Lake Garda is conveniently located less than 20 miles from Verona (think Romeo and Juliet), 60 miles east of Milan, and 80 miles west of Venice. Choose your activity level in this vibrant part of Italy. For cyclists, Largo di Garda is a biker's paradise with biking trails and pathways suitable for beginners as well as tough climbs and terrains for more advanced cyclists. Regardless of skill level, biking in, up and around the natural landscapes surrounding the lake is a thrilling experience.
Nordic walking and hiking are popular activities. Many walking routes explore the various historical and scenic sights around Lake Garda, and hiking up the mountains proves itself an adventurous and challenging activity. The breathtaking panoramic views of the lake and altering shorelines will be rewarding. Trekking and horseback riding is another way to appreciate the scenery. There are also many opportunities for rock and cliff climbers, paragliders and skiers! Visitors can also ride a cable car to the top of Mount Baldo for panoramic lake views. Cable car tours originate from the town of Malcesine on the lake's eastern shore.
During a visit to Lake Garda, one must save time to take advantage of its proximity to Italy's incredible art, culture and history. There are many sites of historical import to explore and appreciate. Begin with the ruins and remains belonging to the early Romans and first settlers to the Lake Garda area. Next, learn how Napolean left his mark on this Italian countryside, how the Red Cross formed as a result of lakeside battle, and why Lake Garda was so important to Mussolini.
The warm, summery Mediterranean climate is a fertile atmosphere for Italy's grape vineyards, famous olives, and lemons. From Lake Garda, you will have access to some of the finest products.
After you have finished exploring the region, it's time to explore Lake Garda's 90,000 acres of water. Sailing and windsurfing are extremely popular -- watch the colorful sails glide gracefully over the water. Rent a motorboat, paddleboat or kayak for a cruise on the lake. There are over 30 species of fish in Lake Garda; the most common are trout, chub, carp, salmon, whitefish, pike, perch, bleak, tench, and eel. Swimmers enjoy plenty of choice areas in the lake: Though the southern end tends to be warmer and shallower nearer the shore, Lake Garda is deep with an average depth 346 feet and a maximum depth of over 1000 feet! Take extra care when swimming and keep in mind that you won't have to venture too far from the shore before the bottom drops out from beneath your feet.
Boat tours are available to the largest island in the lake, Isola del Garda, to view its ornate Venetian villa and magnificent gardens.
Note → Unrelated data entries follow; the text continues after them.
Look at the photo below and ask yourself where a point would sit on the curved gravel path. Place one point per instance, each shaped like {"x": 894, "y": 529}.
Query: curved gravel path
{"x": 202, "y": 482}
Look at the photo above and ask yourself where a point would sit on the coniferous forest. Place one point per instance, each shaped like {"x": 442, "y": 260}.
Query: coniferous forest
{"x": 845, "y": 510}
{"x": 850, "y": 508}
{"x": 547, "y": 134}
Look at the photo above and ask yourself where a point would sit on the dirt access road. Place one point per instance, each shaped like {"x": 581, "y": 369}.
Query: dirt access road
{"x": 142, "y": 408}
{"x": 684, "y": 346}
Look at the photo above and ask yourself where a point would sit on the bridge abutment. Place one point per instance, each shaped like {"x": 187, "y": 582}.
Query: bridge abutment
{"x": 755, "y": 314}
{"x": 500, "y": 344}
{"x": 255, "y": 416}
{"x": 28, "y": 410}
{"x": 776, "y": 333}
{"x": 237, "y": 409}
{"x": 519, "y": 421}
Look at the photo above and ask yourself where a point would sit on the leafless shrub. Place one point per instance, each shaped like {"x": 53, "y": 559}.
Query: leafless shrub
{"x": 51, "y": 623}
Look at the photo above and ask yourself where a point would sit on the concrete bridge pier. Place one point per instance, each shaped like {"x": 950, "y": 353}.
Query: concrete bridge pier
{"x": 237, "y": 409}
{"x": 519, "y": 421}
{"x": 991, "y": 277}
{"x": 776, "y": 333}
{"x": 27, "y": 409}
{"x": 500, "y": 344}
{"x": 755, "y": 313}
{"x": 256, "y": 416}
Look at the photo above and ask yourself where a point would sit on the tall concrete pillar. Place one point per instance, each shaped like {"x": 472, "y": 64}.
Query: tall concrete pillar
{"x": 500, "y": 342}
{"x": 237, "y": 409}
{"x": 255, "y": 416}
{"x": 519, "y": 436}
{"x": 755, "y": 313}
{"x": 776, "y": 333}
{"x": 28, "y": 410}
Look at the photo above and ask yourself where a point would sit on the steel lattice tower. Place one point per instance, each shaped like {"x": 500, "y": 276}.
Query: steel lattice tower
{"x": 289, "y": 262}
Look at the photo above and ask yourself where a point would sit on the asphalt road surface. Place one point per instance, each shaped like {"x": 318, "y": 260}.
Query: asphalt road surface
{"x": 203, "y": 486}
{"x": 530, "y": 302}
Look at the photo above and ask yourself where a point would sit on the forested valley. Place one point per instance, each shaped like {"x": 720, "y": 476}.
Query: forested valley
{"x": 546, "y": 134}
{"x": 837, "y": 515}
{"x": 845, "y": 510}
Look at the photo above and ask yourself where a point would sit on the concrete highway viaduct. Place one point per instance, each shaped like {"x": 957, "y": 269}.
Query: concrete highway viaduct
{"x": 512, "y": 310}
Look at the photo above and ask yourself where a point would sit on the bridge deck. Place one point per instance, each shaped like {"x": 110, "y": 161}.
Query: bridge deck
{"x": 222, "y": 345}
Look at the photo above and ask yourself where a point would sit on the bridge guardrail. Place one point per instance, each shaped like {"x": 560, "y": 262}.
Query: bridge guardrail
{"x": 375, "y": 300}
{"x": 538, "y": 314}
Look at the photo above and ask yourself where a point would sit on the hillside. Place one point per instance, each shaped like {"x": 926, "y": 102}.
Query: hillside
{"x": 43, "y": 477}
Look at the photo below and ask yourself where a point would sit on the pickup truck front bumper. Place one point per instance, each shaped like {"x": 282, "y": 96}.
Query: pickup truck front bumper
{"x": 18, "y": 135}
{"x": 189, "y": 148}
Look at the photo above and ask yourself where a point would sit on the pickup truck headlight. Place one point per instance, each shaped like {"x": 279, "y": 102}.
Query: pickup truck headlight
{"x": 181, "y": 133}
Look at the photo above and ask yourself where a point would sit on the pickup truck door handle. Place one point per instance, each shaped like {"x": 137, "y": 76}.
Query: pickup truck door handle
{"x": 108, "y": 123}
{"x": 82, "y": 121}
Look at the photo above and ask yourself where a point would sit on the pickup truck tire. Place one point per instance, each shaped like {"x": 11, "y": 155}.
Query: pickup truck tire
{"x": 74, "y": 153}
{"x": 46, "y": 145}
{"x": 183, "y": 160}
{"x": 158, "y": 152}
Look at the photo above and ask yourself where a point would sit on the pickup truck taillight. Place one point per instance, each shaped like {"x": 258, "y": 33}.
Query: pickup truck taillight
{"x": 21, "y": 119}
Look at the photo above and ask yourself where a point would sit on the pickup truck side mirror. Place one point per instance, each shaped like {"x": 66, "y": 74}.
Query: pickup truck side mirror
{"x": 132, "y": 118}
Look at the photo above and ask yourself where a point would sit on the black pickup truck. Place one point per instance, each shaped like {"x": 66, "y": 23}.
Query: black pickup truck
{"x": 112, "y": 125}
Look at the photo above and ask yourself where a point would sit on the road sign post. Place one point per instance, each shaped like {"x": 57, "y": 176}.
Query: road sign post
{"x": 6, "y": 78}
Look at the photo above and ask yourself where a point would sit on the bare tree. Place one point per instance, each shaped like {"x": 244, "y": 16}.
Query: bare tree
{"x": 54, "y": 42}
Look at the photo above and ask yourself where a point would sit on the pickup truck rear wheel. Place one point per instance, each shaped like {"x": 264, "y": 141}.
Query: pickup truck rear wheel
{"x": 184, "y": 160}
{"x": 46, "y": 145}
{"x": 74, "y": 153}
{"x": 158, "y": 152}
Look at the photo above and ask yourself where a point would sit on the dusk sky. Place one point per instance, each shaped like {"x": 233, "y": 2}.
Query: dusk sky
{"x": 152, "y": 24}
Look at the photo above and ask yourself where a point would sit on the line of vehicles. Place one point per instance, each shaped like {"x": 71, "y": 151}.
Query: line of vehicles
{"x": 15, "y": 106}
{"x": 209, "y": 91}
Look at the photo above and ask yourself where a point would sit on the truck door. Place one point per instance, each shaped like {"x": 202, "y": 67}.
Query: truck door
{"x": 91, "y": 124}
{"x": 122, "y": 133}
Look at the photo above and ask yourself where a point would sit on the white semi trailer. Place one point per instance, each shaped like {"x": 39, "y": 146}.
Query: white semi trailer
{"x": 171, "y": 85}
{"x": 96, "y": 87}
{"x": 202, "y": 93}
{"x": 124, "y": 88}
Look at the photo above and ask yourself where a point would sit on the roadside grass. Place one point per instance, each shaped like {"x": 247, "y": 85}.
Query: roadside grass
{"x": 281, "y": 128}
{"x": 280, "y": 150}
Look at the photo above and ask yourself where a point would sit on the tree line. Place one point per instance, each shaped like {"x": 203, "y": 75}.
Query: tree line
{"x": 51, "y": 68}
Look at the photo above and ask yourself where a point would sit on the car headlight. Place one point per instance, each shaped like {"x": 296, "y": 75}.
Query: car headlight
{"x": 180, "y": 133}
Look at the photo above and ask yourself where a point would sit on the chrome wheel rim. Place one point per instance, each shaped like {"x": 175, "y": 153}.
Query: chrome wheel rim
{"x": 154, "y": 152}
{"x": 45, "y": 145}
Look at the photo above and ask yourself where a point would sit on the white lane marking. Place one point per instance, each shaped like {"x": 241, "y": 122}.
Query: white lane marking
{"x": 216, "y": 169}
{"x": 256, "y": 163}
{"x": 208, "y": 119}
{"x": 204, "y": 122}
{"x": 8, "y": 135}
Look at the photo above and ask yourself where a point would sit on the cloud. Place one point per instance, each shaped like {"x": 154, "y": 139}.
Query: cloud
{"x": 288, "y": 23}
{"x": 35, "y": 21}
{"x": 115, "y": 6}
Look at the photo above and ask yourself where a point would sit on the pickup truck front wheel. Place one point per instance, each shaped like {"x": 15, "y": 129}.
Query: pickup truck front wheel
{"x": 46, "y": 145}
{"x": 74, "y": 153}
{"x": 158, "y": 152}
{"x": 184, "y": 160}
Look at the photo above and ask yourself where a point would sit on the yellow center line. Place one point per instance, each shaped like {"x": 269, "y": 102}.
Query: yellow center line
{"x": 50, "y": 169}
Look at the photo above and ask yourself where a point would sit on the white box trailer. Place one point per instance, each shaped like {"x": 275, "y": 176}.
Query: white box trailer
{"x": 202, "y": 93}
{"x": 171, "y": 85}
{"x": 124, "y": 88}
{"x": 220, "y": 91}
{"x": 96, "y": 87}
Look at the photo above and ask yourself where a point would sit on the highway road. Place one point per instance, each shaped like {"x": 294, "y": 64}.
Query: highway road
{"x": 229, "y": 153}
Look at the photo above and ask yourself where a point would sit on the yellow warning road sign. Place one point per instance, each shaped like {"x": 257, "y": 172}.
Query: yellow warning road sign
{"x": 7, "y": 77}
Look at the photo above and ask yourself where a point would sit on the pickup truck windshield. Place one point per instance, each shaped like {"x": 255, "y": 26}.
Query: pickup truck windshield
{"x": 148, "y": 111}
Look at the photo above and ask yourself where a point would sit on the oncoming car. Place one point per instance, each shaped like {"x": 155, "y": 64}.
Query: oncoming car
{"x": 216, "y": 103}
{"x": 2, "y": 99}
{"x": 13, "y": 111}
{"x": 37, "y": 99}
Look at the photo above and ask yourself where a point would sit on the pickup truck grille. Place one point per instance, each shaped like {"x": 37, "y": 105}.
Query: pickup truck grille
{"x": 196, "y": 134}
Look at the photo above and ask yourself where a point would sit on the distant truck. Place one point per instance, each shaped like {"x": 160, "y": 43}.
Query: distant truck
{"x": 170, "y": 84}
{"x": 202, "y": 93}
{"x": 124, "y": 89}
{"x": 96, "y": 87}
The island's long history dates back to the Roman Empire. Saint Francis of Assisi founded a monastery on the island around 1220. Today, the island is owned by the Cavazza family who opened the island to public tours in 2002. Boat tours are available from several locations on the southern and western shores of the lake.
Vacation rentals and real estate are so abundant around Lake Garda that you will have no excuse not to spend a whole summer enjoying one of Italy's most dynamic destinations.